United States President Joe Biden is set to visit Saudi Arabia in the coming weeks amid a larger shift in tone towards the kingdom, according to multiple US media reports.
On Friday, Biden said he has “no direct plans” to go to the kingdom for now, but he did not rule out the visit.
The trip would signal the most distinct departure to date from the Biden administration’s pledges to “recalibrate” ties with longtime ally Saudi Arabia for alleged human rights abuses. Biden called the country a “pariah” in 2019.
News of the visit comes as Washington has increasingly turned to Riyadh and other major fossil fuel producing countries in an effort to replace Russian oil and stabilise global markets following the invasion of Ukraine.
There are concerns that high prices at the gas pump could hurt Biden’s Democratic party in the upcoming midterm elections, in which it will fight to maintain majorities in the US House of Representatives and Senate.
The reported trip will be added to a planned visit to Israel and Europe in June, unnamed US officials told multiple outlets, although details were still being hammered out.
Biden is also set to meet with Crown Prince Mohammed bin Salman (MBS) during the visit, according to multiple reports.
In 2021, a US intelligence report directly implicated MBS in the 2018 killing and dismemberment of journalist Jamal Khashoggi. Riyadh has rejected the findings.
In the wake of the report, Washington indicated that Biden would not be dealing with MBS directly going forward, as his predecessor, former President Donald Trump, had done, but would only engage directly with his counterpart, King Salman.
Prior to taking office, Biden had said in a 2019 debate that as president he would make Saudi Arabia “pay the price” for Khashoggi’s killing, “and make them in fact the pariah that they are”.
The White House has struck a distinctly different tone in recent months, with White House Press Secretary Karine Jean-Pierre on Thursday praising “the leadership of King Salman and the crown prince of Saudi Arabia” in the extension of a truce between warring sides in Yemen.
For his part, Biden said on Friday that while he has not changed his views on human rights, his job is to “bring peace” where possible. He did not confirm or deny reports of the possible upcoming visit to the kingdom.
“There is a possibility that I would be going to meet with both the Israelis and some Arab countries at the time, including I expect.. Saudi Arabia would be included in that if I did go, but I have no direct plans at the moment,” he told reporters.
Asked whether he is willing to meet MBS, he said: “We’re getting way ahead of ourselves here. What I want to do is see to it that we diminish the likelihood that there’s a continuation of some of these senseless wars between Israel and the Arab nations.
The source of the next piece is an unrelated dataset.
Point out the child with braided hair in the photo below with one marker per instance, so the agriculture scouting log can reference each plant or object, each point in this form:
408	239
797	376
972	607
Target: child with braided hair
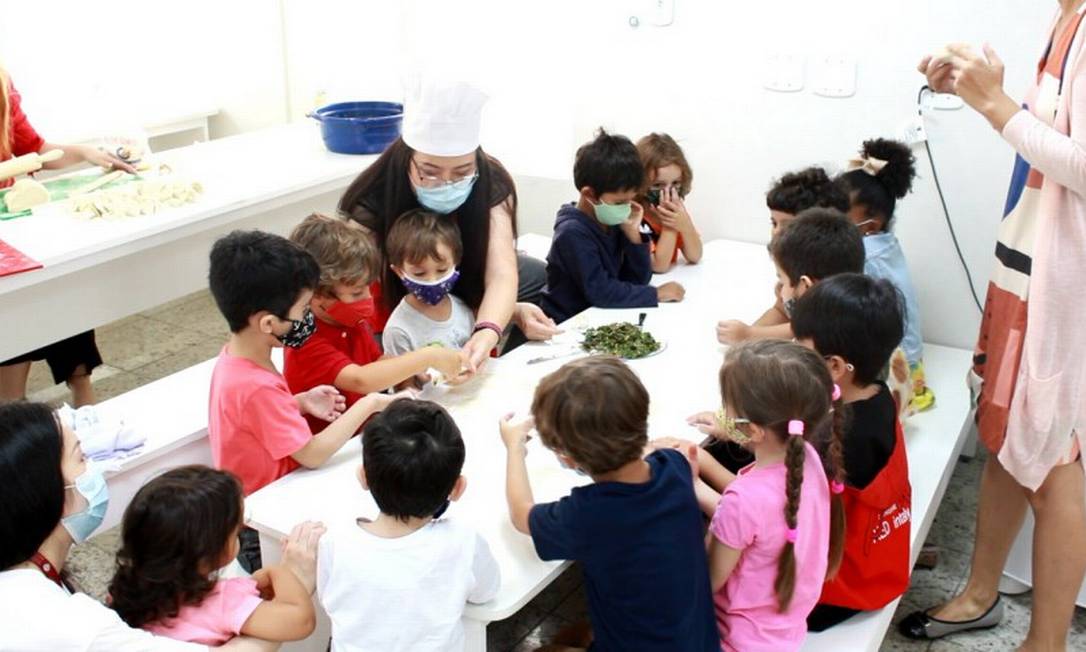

That’s my focus.”
Biden’s comments signal that he may be pushing to expand normalisation accords between Israel and United Arab Emirates, Bahrain, Sudan and Morocco, which Palestinian leaders have rejected as a “stab in the back” to the Palestinian cause.
Recent years have seen de-facto rapprochement between Israel and Saudi Arabia as both countries found a common archenemy in Iran. The kingdom has allowed some Israeli flights to use its airspace en route to the UAE, which is deepening commercial and diplomatic ties with Israel.
In late 2020, several Israeli media outlets and some government officials said then-Prime Minister Benjamin Netanyahu held a secret meeting with MBS in Saudi Arabia, but Riyadh denied the reports.
Saudi officials have repeatedly voiced commitment to the Arab peace initiative, which states that Arab countries would normalise ties with Israel in exchange for establishing a sovereign Palestinian state and finding a “just settlement” for Palestinian refugees forcibly displaced ahead of the establishment of Israel in 1948.
Oil production will likely also be included in any talks between Biden and Saudi officials.
In a statement on Thursday, Jean-Pierre acknowledged Saudi Arabia’s role in “achieving consensus” within OPEC+ following the bloc’s announcement it will pump more oil amid skyrocketing energy costs around the world.
White House officials expect criticism from Democratic allies and human rights advocates charging Biden is backtracking on human rights, a source familiar with the trip told the Associated Press.
On Thursday, Human Rights Watch Program Director Sari Bashi said the visit makes “a mockery of a commitment to make human rights a pillar of US foreign policy”.
A day earlier, US Secretary of State Antony Blinken, speaking to a Washington audience, defended the Biden administration’s approach.
He said Biden’s intent coming into office was to “recalibrate the relationship with Saudi Arabia and to make sure that that relationship was serving our own interests as well as our values as we move forward – but also preserving it”.
“And that’s largely what we’ve done,” Blinken said.
US officials were recently in the region for talks with Saudi officials about energy supplies, Biden administration efforts to revive the Iran nuclear deal, and the war in Yemen.